Re:Why is being on the the Top500 important? by 1729 · 2010-11-19 07:54 · Score: 4, Interesting

The advantage is that, contrary to the arguments of TFA, the test is very representative of scientific and engeneering problems.
No, it really isn't. I work in HPC at a national lab, and our bureaucrats buy these computers based on these benchmark numbers and then expect us to adapt our codes to fit these machines, rather than buying machines that are better suited to the problems we are solving. For example, one of our machines peaked at #2 on the Top500 list, and was essentially useless for real codes. Another machine of ours held the #1 spot for quite a while, and worked well for a small class of problems, but was so limited in functionality that it couldn't even run many of our codes. I've heard similar stories from people using other machines near the top of the Top500.
Real science codes often do not look anything like LINPACK, and the computers that run these benchmarks fast aren't necessarily good for true HPC.
Re:Why is being on the the Top500 important? by Jeremy+Erwin · 2010-11-19 08:50 · Score: 2, Insightful

And that's why Top500 should use another benchmark. If the beancounters use Top500 to allocate resources, and the supercomputing companies use the beancounter's allocations to determine the future direction of their products, the scientists lose out.
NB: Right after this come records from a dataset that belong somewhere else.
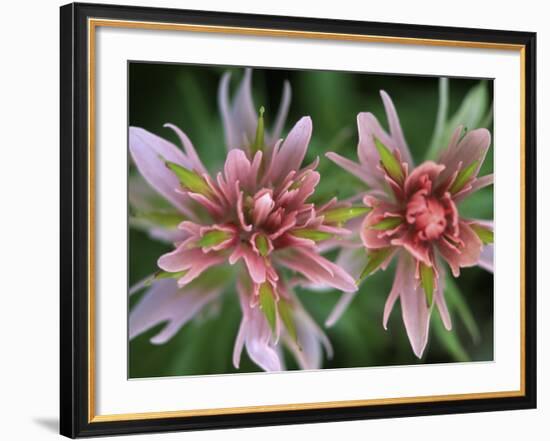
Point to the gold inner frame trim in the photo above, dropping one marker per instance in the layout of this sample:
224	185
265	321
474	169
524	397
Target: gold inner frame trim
261	32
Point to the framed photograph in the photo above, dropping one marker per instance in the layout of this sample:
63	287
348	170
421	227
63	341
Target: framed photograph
272	220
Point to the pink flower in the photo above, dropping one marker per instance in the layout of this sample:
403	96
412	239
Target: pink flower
253	215
414	216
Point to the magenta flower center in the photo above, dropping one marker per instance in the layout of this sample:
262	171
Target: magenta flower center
428	215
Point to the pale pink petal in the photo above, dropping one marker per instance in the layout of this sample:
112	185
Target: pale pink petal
256	335
462	256
473	147
369	128
477	184
147	150
280	119
373	238
311	339
225	109
194	261
255	263
439	299
165	302
239	119
239	342
244	113
352	167
290	154
196	163
237	168
395	128
414	308
258	344
262	207
421	176
353	261
318	269
486	258
397	287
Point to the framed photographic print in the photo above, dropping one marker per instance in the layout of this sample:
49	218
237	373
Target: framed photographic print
273	220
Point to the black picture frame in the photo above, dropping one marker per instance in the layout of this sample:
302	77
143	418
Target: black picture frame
74	355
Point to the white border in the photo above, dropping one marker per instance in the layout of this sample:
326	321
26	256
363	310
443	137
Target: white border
115	394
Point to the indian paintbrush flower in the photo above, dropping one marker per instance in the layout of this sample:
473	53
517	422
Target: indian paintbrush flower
414	217
255	211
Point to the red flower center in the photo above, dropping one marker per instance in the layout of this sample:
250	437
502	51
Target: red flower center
428	215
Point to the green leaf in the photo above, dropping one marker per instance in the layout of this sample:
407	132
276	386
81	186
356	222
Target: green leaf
262	244
342	215
456	302
388	223
463	177
484	233
268	305
259	142
286	316
213	238
427	278
165	275
389	162
190	180
375	258
314	235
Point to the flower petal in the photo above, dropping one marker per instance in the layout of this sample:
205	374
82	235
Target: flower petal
290	154
280	119
473	147
311	339
194	261
192	156
439	299
415	311
255	263
256	335
395	128
465	255
318	269
239	118
146	150
486	258
164	301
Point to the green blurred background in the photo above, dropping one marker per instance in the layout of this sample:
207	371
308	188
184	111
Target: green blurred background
186	95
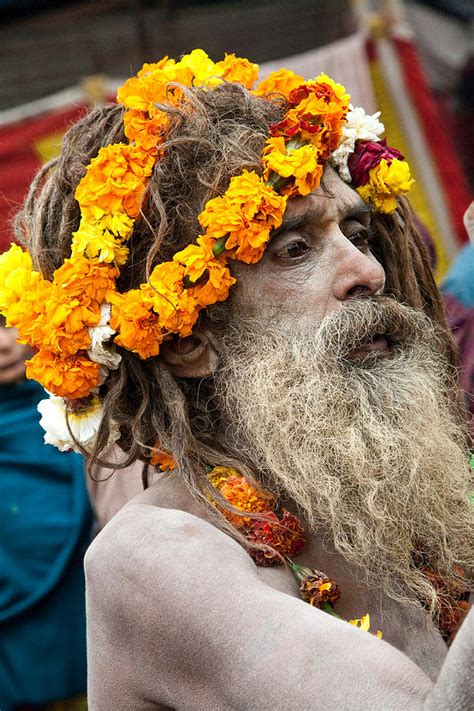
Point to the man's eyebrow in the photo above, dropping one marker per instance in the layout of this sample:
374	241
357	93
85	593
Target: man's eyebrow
353	212
290	223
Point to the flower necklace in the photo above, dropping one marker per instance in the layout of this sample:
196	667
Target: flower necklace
278	537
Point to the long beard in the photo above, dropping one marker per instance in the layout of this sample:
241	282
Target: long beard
372	452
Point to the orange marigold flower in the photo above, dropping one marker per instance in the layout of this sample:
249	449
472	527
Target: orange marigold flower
195	258
282	81
240	494
90	278
178	310
71	377
92	241
245	497
162	459
137	325
152	86
285	536
247	213
151	67
115	181
313	121
323	87
300	164
212	278
216	288
239	70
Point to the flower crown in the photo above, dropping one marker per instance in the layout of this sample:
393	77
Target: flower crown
77	320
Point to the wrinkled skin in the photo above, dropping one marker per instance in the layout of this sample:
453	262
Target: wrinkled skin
179	616
318	259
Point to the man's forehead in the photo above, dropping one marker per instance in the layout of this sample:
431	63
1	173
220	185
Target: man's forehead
326	204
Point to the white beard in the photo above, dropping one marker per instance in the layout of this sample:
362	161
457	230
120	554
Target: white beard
372	452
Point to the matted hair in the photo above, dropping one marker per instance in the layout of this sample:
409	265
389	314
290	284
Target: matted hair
212	137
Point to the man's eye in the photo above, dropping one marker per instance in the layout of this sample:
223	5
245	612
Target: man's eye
362	239
293	250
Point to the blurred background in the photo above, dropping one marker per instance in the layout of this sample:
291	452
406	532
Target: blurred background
413	60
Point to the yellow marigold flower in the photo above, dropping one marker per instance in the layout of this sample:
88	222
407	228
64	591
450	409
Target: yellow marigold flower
239	70
14	258
178	310
90	278
364	624
16	276
385	183
115	180
91	241
63	326
72	377
247	212
200	265
300	164
137	325
151	67
282	81
204	70
27	312
162	459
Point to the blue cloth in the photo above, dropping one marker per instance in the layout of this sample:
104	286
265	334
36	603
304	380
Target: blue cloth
45	524
460	279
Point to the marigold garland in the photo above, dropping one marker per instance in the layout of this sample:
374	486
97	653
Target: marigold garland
59	316
279	537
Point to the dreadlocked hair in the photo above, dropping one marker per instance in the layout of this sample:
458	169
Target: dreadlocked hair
213	136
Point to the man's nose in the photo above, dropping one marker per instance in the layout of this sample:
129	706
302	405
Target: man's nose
359	274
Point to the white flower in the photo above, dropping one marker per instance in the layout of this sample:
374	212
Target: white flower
99	335
359	126
84	423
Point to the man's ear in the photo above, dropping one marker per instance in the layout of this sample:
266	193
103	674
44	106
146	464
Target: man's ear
193	357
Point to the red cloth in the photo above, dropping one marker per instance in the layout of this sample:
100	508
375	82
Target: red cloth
19	160
442	148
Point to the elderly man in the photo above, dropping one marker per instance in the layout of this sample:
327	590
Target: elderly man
245	306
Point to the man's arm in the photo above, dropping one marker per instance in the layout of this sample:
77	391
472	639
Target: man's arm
178	616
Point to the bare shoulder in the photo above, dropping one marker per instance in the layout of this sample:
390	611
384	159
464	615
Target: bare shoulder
160	536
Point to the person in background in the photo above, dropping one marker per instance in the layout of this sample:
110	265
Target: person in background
45	528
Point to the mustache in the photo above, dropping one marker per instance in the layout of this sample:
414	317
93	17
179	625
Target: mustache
358	322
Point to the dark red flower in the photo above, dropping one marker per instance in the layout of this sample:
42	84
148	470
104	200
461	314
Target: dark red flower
366	156
284	536
317	588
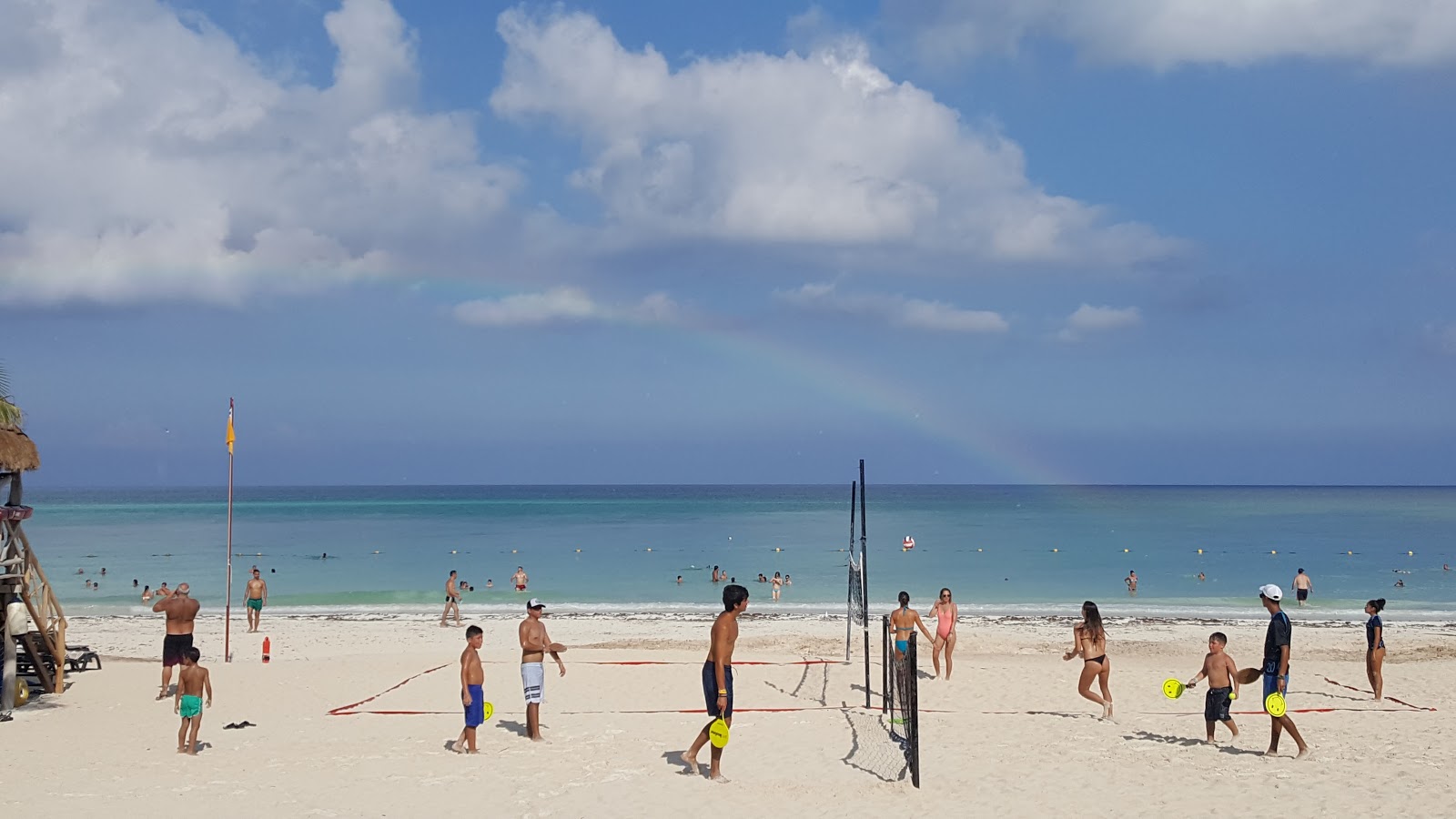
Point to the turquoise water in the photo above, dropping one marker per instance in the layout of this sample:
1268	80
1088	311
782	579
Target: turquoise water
994	545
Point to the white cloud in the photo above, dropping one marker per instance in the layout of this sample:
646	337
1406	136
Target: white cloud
1164	34
820	149
1441	337
143	157
1088	321
564	305
897	310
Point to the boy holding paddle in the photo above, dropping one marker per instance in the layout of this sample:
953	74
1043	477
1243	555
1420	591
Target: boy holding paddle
718	678
1223	683
1276	668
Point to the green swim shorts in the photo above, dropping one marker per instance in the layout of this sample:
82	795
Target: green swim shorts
191	705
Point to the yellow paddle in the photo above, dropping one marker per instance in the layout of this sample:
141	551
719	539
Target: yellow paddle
718	733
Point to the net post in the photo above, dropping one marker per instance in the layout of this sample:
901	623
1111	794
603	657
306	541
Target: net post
864	576
912	710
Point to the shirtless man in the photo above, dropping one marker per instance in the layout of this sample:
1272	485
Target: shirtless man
535	643
181	611
257	599
1302	586
451	599
718	678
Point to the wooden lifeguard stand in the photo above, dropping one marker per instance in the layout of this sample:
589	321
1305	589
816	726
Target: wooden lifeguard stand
21	574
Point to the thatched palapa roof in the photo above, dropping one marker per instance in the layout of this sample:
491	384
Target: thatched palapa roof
18	452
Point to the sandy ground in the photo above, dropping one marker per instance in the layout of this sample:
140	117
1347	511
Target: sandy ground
1006	736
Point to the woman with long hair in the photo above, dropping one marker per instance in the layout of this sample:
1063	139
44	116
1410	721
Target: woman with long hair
945	614
1375	646
1089	640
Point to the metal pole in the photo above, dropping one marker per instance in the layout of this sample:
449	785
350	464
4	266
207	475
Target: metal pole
849	591
228	611
864	576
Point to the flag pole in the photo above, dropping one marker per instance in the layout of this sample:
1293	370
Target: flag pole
228	615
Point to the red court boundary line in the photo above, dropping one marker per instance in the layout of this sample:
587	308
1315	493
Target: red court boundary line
342	710
1390	698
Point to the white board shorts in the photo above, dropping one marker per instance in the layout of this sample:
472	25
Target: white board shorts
533	682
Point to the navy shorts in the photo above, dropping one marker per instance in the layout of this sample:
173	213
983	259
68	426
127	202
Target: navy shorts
1271	685
1216	704
711	690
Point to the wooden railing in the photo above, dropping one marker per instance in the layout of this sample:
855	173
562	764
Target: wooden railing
35	591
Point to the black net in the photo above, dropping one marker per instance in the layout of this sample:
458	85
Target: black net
902	702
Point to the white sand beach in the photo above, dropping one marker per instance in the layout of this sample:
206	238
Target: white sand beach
1006	736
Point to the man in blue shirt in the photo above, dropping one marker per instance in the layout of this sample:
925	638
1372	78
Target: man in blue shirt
1276	666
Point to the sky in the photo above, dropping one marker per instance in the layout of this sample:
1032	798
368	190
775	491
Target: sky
657	242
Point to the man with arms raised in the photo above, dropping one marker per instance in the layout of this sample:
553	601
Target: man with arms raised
257	599
181	611
535	644
718	676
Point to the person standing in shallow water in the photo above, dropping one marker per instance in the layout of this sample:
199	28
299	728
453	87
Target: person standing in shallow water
1089	640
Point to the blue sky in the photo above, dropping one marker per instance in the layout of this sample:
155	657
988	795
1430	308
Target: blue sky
674	242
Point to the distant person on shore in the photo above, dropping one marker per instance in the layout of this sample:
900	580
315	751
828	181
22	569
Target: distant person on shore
1375	647
257	599
1276	666
718	678
1089	640
193	682
472	688
945	614
1223	685
903	622
1302	586
451	599
181	611
535	646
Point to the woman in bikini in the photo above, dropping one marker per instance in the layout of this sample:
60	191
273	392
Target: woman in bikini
1089	640
903	622
944	612
1375	647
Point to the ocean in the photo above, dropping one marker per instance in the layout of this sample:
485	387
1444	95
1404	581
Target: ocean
1016	550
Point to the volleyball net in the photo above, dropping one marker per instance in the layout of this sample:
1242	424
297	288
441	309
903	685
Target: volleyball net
902	698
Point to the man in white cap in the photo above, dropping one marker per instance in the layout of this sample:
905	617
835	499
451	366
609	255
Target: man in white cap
535	646
1276	666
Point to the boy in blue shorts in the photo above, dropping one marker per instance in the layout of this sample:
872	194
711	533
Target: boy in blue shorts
472	688
1276	666
1223	683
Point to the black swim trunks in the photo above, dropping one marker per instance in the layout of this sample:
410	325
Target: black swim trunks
1216	704
711	690
174	647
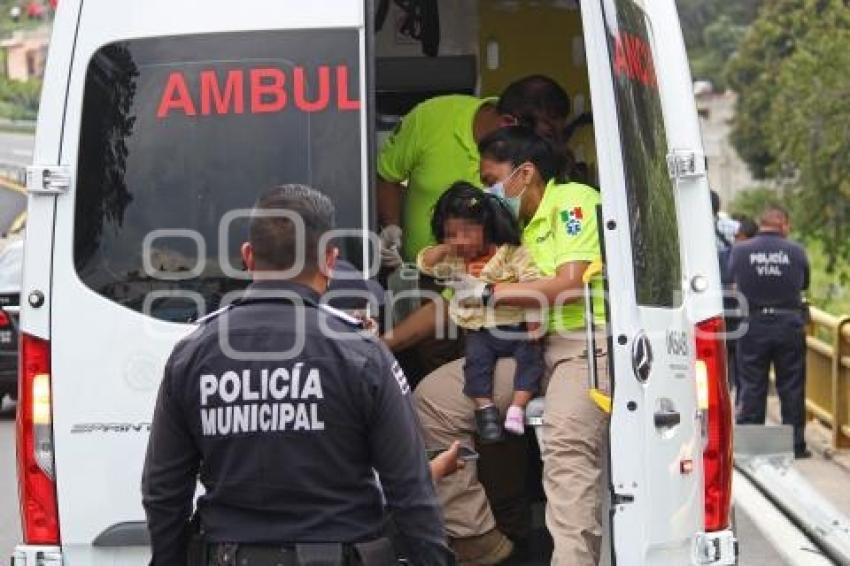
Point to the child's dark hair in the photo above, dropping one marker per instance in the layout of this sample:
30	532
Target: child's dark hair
463	200
518	144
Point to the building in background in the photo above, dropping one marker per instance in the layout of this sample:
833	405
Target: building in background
727	173
26	54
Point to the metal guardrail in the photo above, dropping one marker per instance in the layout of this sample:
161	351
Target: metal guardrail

It's not so much that Tianhe-1 gamed the benchmark, it that's this gaming could lead to a machine that's not very useful.
Re:Why is being on the the Top500 important? by 1729 · 2010-11-19 14:10 · Score: 2, Informative

Codes? Is that what internets are programmed with?
I know you're just being sarcastic, but the HPC equivalent of a program or an application is a code. Google "hpc codes" or "multiphysics codes" for some examples. And for some trivia: the input script for a code is typically called a deck, a term that's been around since the days when the input was handed over to computer operators as decks of punch cards.